Do you ever struggle to find good, edifying and yet exciting stories for your children? In our home, reading together is very important. However, we have noted that more modern books have a trend towards themes that we do not wish to expose our children to - for example, dark spirituality (often under a more 'lighthearted guise' which one could argue is even more dangerous) or broken families and psychological angst. Rather, we seek to find books that bring something positive to inspire our children - tales of bravery, of moral uprightness, of strong and healthy relationships, of kindness, of going the extra mile, of standing firm for the truth. Friends and Christian education blogs often make helpful recommendations. One good friend suggested searching out Newbery Medal winners. Sonlight chooses good, edifying fiction which often links in with history and world cultures. A good friend had suggested the Jungle Doctors books, and it is these I wish to write about tonight.

These stories (we are only on our second, but are already captivated) bring in almost everything you would be looking for in a story for children. My boys are ages 7, 6 and 4, but even as adults we are enjoying the stories. They are tales of a missionary doctor set in Tanzania. We've worked as doctors for many years in central and east Africa and find the descriptions of the scenery, the culture, the food, the language, the worldview, the medical conditions encountered and the interpersonal relationships very authentic. The boys particularly enjoy references to things we encounter in our daily lives, and the use of words they are familiar with (there are Swahili phrases, but many of these slip into other Bantu languages too). The doctor (based semi-autobiographically on Paul White) lives an authentic Christian life. When situations seem impossible, he turns to prayer. He and some of the Christian staff with whom they work often draw from passages in the Bible that they have recently been considering - in a way which seems natural and not contrived. There is often a deep moral to the story too - that sin always finds you out, that God provides the opportunity for repentance but that some people do not listen and so forth. The gospel comes across plainly, but not in an awkward or embarrassed way. These are true to life missionary adventure stories which I would wholeheartedly recommend.

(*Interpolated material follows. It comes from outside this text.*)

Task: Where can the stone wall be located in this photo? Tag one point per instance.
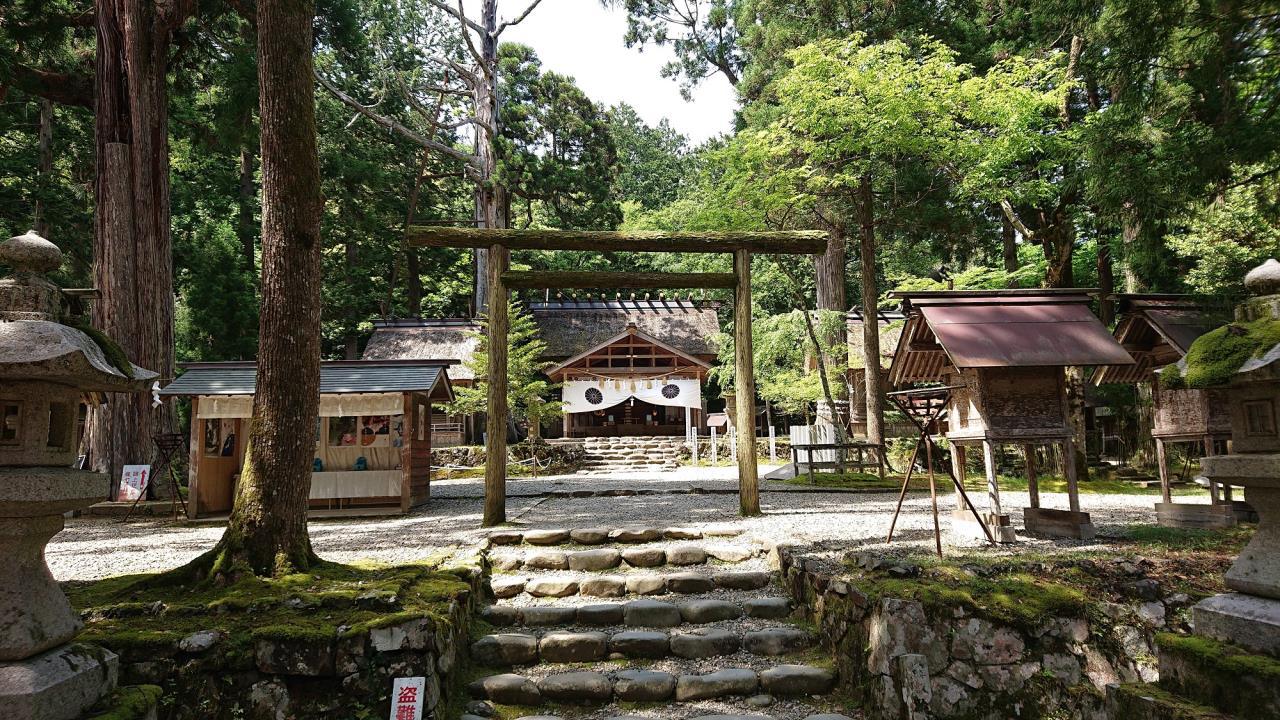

  1. We love the Jungle Doctor books too. Not so long ago, we read one at our home ed book club. It was very popular and led to some of the children reading more of the books. Some of my copies were my Mum's Sunday School prizes and are now being read by a third generation.

  2. I find it interesting that I had not heard of the series until recently. But on the other hand, I was not raised in a Christian home, had never been to Sunday school and first attended church when I became a Christian at seventeen. So, until I had my own children and started searching for resources, there are many things I had not encountered.

    1. So buying these! BTW Rosie picked up one of the Little lights books you bought for us ages ago.She was totally fascinated by Corrie Ten Boon's life having been to Amsterdam and we had a great conversation about God's love and protection off the back of it!